In limine
I cuori degli uomini mi negano l’asilo
la pena del vivere batte più ritmata.
Serrato nel nascondiglio di carta una volta ancora
invochi la scintilla dal sasso come pentecoste.
Se solo nella torre in un mantello d’assenza
avverti il brivido dello spirito che soffia
per te non c’è condanna né salvezza
il sonno morta vita in una bara di ghiaccio.
Fuori la corsa dei selvaggi sordi all’angoscia
la luce inonda quei corpi che afferrano:
se il dolore e la morte occhieggiano dietro la porta
il riso ottuso sa rintuzzare il balzo.
Oscillante sulla soglia tra due carceri
un richiamo improvviso di campane ti sconvolge:
a terra schiantato dopo il primo slancio
confidi fievole un messaggio d’amarezza.
Eppure ancora non eludi la speranza
la luce modella guance soavi alle fanciulle
nella purezza dei corpi svelati il suggello:
il fuoco della vita può avvampare nell’istante
nel fumo dell’ipotesi fantasma la durata.

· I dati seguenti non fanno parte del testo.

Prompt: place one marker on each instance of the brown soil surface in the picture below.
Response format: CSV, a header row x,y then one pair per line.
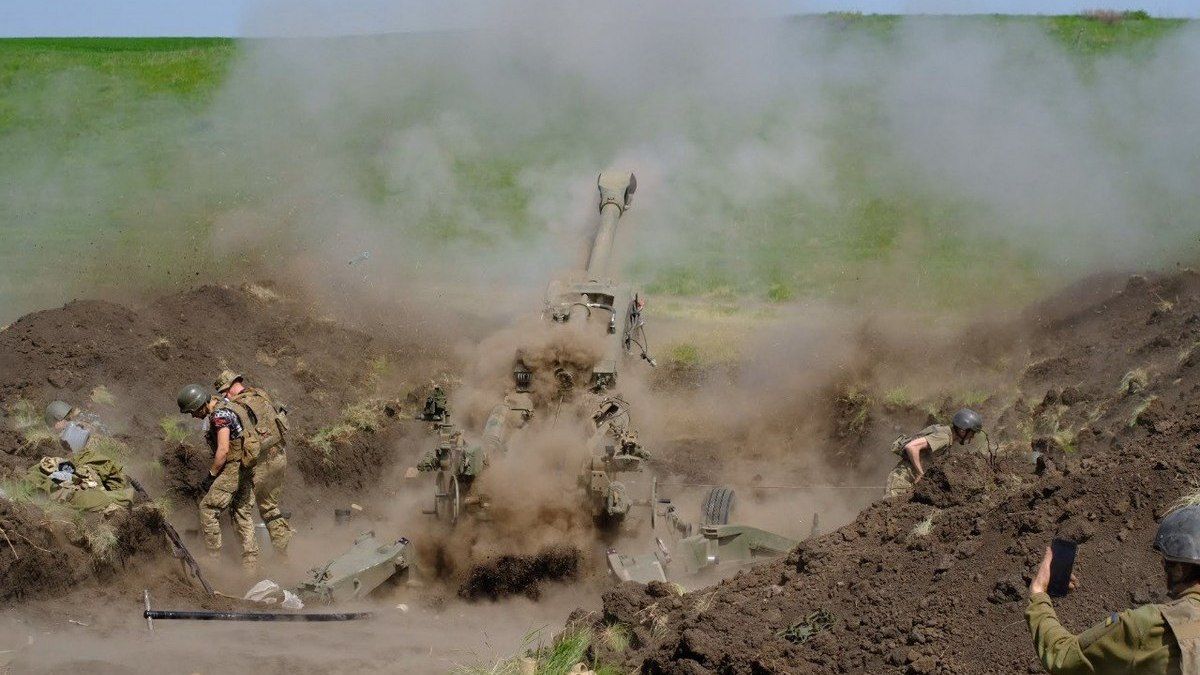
x,y
1108,395
143,356
521,575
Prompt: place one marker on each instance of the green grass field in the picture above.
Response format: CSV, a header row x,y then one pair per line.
x,y
117,169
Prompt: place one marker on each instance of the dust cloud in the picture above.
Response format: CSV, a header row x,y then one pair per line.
x,y
427,165
457,143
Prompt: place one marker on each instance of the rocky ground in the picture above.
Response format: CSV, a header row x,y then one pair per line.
x,y
936,583
1097,382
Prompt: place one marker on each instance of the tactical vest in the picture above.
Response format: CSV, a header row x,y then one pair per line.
x,y
905,438
1183,617
263,425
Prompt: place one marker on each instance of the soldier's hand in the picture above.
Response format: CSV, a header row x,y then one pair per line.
x,y
1042,577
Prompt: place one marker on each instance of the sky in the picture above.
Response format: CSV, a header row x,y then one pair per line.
x,y
137,18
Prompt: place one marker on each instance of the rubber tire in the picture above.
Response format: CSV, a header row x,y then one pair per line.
x,y
718,506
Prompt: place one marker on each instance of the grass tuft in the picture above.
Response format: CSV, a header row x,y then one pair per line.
x,y
1134,381
101,541
898,398
558,658
925,526
361,417
28,420
102,396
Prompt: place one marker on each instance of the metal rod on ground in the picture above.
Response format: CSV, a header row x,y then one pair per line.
x,y
177,543
201,615
773,487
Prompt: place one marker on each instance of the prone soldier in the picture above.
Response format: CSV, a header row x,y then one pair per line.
x,y
961,430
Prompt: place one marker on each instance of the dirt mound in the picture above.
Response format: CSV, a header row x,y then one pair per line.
x,y
1095,444
521,574
45,556
126,364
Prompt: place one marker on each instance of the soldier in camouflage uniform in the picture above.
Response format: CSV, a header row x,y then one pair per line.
x,y
229,484
1151,639
935,438
85,478
271,466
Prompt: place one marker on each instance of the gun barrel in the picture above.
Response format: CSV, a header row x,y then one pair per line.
x,y
616,191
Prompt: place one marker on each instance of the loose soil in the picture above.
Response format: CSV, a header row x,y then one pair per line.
x,y
1108,398
1101,390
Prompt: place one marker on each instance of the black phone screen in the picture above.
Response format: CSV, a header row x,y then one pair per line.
x,y
1060,567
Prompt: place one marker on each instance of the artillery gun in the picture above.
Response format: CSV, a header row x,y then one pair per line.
x,y
604,311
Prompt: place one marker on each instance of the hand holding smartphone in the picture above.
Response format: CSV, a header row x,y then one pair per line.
x,y
1061,566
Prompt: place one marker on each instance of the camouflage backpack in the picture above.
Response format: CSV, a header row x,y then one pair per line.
x,y
263,423
905,438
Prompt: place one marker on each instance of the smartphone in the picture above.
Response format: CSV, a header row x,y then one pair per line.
x,y
1061,565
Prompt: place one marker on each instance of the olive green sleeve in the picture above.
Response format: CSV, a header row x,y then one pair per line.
x,y
1102,647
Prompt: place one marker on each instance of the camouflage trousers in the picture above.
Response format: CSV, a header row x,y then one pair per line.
x,y
268,479
232,490
901,479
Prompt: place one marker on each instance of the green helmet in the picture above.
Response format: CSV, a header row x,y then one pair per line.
x,y
226,380
967,420
57,412
192,398
1179,536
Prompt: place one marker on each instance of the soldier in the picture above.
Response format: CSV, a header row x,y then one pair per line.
x,y
273,463
1152,638
935,438
229,483
83,478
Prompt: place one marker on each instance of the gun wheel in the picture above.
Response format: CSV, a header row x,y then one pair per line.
x,y
448,499
718,506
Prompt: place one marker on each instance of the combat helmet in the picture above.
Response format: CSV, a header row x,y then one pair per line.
x,y
1179,536
55,412
192,398
226,380
967,420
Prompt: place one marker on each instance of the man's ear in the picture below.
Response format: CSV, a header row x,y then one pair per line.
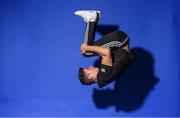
x,y
90,77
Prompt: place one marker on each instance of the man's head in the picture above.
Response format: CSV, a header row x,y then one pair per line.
x,y
88,75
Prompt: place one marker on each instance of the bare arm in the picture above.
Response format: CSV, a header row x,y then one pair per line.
x,y
103,52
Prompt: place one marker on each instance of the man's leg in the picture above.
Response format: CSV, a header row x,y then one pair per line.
x,y
91,18
90,33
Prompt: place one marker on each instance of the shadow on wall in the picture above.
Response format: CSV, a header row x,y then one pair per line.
x,y
132,87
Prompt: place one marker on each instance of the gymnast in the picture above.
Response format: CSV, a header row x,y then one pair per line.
x,y
113,49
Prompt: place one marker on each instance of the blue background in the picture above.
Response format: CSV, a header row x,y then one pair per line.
x,y
40,57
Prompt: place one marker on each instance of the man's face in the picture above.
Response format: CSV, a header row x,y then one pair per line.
x,y
91,72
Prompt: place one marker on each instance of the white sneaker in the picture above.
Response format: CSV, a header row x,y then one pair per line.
x,y
89,15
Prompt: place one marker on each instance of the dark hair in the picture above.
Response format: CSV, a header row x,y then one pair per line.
x,y
83,78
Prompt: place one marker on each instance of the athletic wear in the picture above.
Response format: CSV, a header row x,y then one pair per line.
x,y
89,15
120,57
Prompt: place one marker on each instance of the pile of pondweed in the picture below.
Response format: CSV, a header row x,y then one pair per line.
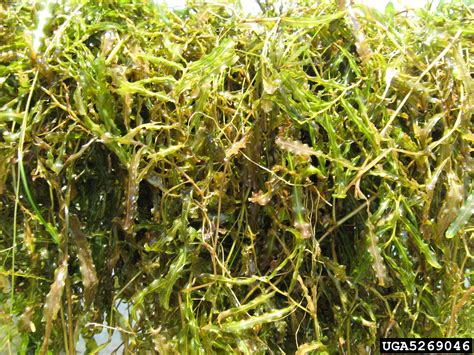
x,y
201,181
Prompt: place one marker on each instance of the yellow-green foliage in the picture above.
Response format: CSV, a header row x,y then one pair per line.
x,y
204,181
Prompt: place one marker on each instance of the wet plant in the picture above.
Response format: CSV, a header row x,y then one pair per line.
x,y
201,180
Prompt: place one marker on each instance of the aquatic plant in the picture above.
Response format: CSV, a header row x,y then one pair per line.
x,y
200,180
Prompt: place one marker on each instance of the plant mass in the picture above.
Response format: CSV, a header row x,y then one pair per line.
x,y
205,181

Il segno che t’arrovelli a incidere
sulla pietra del tempo
moneta la sofferenza della clausura
il volto di dio supplicato
nel silenzio d’abisso dello spirito
l’ostinazione di verità tangibili
a lenimento delle ferite quotidiane nella carne
poi la rassegnazione torpida dell’abbandono
ai rituali inani della sopravvivenza:
tra irrealtà non corre confine e sangue
trascini curvo nella polvere il peso del mistero
senza tempo se il miracolo della voce non si compie
nella pietraia che trasformi utopie in un giardino.